Thursday, November 12, 2009

Coaching Lessons: Identifying Bad Habits

Why is it so difficult to overcome bad habits? One reason might be that we do not know which of our habits are bad for us.

Sometimes bad habits feel like good friends. They become so familiar that we feel that we cannot live without them. They are always around; they never leave; they are with us through thick and thin.

It may seem strange, but sometimes it feels that bad habits are loyal to us. And we seem to be programmed to return the loyalty.

Rarely do we identify a bad habit without an outside intervention. But when someone tells us we have a bad habit, we often react as though he was criticizing one of our good friends, and, by extension, impugning our judgment in choosing and keeping such a friend.

I started thinking about this subject after reading a post by Executive Coach Steve Roesler. In it Roesler shows how a coach might help a client identify bad habits. I want to look at his points more closely, because they show clearly how coaching is the untherapy. Link here.

Roesler's first point struck me especially: You know it's time to change your habits when "people you trust strongly believe that you should make a change."

You do not discover your bad habits by searching your soul. Your soul does not tell you that it is time for a change. Your soul is more likely to prefer the status quo. It is familiar, comfortable, and, as I said, a really good friend.

Roesler wants you to look outside, to listen carefully to what those nearest and dearest tell you, and to act accordingly. These true friends will be more honest with you than your own mind.

In his next examples Roesler shows how coaching deals with emotions.
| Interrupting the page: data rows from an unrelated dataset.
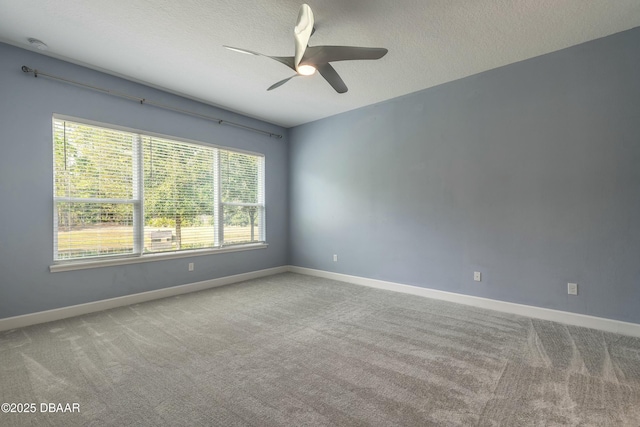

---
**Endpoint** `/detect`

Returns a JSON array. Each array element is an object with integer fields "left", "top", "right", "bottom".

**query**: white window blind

[
  {"left": 220, "top": 151, "right": 264, "bottom": 244},
  {"left": 53, "top": 118, "right": 265, "bottom": 261}
]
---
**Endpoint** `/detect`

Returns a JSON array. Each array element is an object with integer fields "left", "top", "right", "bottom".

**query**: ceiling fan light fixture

[{"left": 297, "top": 65, "right": 316, "bottom": 76}]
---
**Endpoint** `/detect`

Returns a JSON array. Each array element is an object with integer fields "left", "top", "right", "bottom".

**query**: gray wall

[
  {"left": 0, "top": 44, "right": 288, "bottom": 318},
  {"left": 289, "top": 28, "right": 640, "bottom": 323}
]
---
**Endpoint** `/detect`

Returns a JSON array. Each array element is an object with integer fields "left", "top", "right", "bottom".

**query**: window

[{"left": 53, "top": 118, "right": 265, "bottom": 261}]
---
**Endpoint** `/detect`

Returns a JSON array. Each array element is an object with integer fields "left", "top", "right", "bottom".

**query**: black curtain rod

[{"left": 22, "top": 65, "right": 282, "bottom": 138}]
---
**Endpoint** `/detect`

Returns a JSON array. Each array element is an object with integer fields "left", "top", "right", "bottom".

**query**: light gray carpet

[{"left": 0, "top": 273, "right": 640, "bottom": 427}]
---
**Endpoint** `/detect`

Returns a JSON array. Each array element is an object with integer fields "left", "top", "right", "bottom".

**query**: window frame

[{"left": 49, "top": 113, "right": 268, "bottom": 272}]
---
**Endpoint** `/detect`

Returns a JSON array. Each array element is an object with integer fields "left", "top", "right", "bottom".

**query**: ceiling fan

You will see that it differs radically from the therapist's approach.

If you become obsessed with the fact that you are under-appreciated by your boss, if you are thinking about it all the time, if it is tying you up in emotional knots, you should not ask yourself why you are feeling what you are feeling. You should, as Roessler says, start looking for a new boss.

The emotion is telling you something. It is making a situation increasingly uncomfortable. It is pointing you toward action. As Roessler says: "There are times when letting go requires real action, not just a mental exercise."

The same principle applies when you are consumed by envy about the achievements of others. The meaning of this envy: you have probably not been pursuing goals of your own. The solution: start making a concerted effort to push yourself to do so.

Clearly, this differs from the therapist's effort to discover the infantile neurosis that is generating the negative emotion. Where a therapist would direct your attention into your mind, the coach directs your mind toward planning take action. Then it directs you to take action.

The same principle applies when you find it difficult to accept criticism of your performance. Do you react negatively when your annual review offers suggestions for improved performance? Do you think angrily that you have been misunderstood or sabotaged, that nothing is really wrong.

When you overreact emotionally it does not mean that you are reliving an infantile trauma. It means that you are taking it all too personally, as a repudiation of you as a person.

The solution is not to get in touch with your anger toward your sister, but to take a step back, look at yourself, and evaluate your own job performance. As Roesler suggests, you should collect evidence that would make sense of the review you received. Thereby you would try to look at yourself as though you were an objective observer.

Roesler's last point concerns what I would call our excessive tolerance of the bad habits of others. It's a bad habit to put up with rude and offensive behavior, whether in personal relationships or in more collegial relationships.

So, when the person at the next cubicle, in Roesler's example, is doing something annoying, listening to loud music or constantly tapping his fingers on his desk, you should say something, politely and seriously. If the behavior does not stop, you will try to involve higher authorities.

This is a simple exercise, but one that yields an important observation. You feel better doing something than doing nothing. As Roesler puts it: "you'll know that you took action, which will give you an internal sense of honesty and integrity. That almost always leads to a better sense of self."

Why so? Because you will have corrected your own bad habit of not doing anything for fear of intruding.